From: Steve Downey <sdowney_at_[hidden]>
Date: Wed, 17 Jul 2019 18:39:06 -0400
Neither
char8_t cu = 0xC0;
or
std::unicode::utf8_code_unit cu{0xC0};
are bits of code that I'm likely to write, except very possibly as test
cases. In live code, data is dynamic, and a code_unit, particularly a utf-8
code unit, doesn't show up in isolation, they show up in sequences, but I
fail to see why I'd want a sequence of code_units, as I'm immediately going
to have to interpret them into something useful. What are the operations
on a utf8_code_unit? What interfaces does it show up in as a vocabulary
type?
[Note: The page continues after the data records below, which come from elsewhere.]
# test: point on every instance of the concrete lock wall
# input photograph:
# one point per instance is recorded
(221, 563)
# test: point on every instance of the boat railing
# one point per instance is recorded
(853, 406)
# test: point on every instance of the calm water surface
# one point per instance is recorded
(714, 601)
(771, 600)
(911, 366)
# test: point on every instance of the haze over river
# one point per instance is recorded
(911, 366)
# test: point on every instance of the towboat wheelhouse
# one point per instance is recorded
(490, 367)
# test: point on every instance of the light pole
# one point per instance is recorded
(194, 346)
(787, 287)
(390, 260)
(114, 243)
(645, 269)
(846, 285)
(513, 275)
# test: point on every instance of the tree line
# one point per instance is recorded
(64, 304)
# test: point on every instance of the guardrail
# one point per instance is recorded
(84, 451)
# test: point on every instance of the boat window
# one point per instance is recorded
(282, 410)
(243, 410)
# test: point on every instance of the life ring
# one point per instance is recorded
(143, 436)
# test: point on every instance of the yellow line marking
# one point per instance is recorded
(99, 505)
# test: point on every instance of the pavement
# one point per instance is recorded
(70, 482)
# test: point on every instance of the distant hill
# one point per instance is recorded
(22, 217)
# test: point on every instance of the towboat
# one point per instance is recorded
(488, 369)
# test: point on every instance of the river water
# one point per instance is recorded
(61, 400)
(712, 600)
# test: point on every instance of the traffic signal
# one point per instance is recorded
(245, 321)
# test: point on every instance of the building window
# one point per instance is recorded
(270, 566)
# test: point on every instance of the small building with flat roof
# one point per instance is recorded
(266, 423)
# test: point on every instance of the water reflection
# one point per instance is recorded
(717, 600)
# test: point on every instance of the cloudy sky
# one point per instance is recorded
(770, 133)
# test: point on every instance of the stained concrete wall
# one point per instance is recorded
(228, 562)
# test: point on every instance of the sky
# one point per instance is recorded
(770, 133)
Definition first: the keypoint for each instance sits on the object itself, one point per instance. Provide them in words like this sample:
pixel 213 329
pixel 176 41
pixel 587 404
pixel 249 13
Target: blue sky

What is the overhead on it when used in bulk?

Single code_unit validity isn't enough to get even well formed utf-8, so a
significant part of error handling is still going to be present in
processing.

On Wed, Jul 17, 2019 at 6:11 PM Lyberta <lyberta_at_[hidden]> wrote:

> Steve Downey:
> > What interfaces is utf8_code_unit likely to appear in? I'm not sure I see
> > the value in a strong type here, whereas I can see it for code_point and
> > scalar_value. I expect most conversion operations to translate from
> untyped
> > raw data, most likely byte, char, or char8_t, directly to code_point or
> > scalar_value? There's some special cases for utf-8 / 16 conversions, but
> > those are still likely to be on parts of raw buffers or in the vicinity
> of
> > OS interfaces. At least that's been my experience.
>
> The strong type is used to enforce stronger invariants. With dumb types
> you can shoot yourself in the foot easily:
>
> char8_t cu = 0xC0; // Invalid UTF-8 code unit, yet compiles
>
> char16_t cu1 = 300;
> char8_t cu2 = cu1; // Makes no sense, yet compiles
>
> With my proposal:
>
> std::unicode::utf8_code_unit cu{0xC0}; // Compile time error
>
> std::unicode::utf16_code_unit cu1{300};
> std::unicode::utf8_code_unit cu2 = cu1; // Compile time error
>
> Modern C++ is all about strong types. std::chrono doesn't use dumb types
> because that would be a disaster.
>
> Lastly, charN_t is really really horrible name for a type. We should
> remove it from the standard, maybe by 2040 or so.
>
> Oh right, Niall Douglas asked about other languages. If you gonna have a
> "char" type at all, do it right. Do it like Swift where "char" is an
> extended grapheme cluster because that is the most meaningful definition
> for something so ambiguous as character.
>
> So when we remove "char" from the language, the users would be able to
> write
>
> using char = std::unicode::grapheme_cluster;
>
> I'm fine with that. But in the user code, not in the standard library.
>
> _______________________________________________
> SG16 Unicode mailing list
> Unicode_at_[hidden]
> http://www.open-std.org/mailman/listinfo/unicode
>

Received on 2019-07-18 00:39:20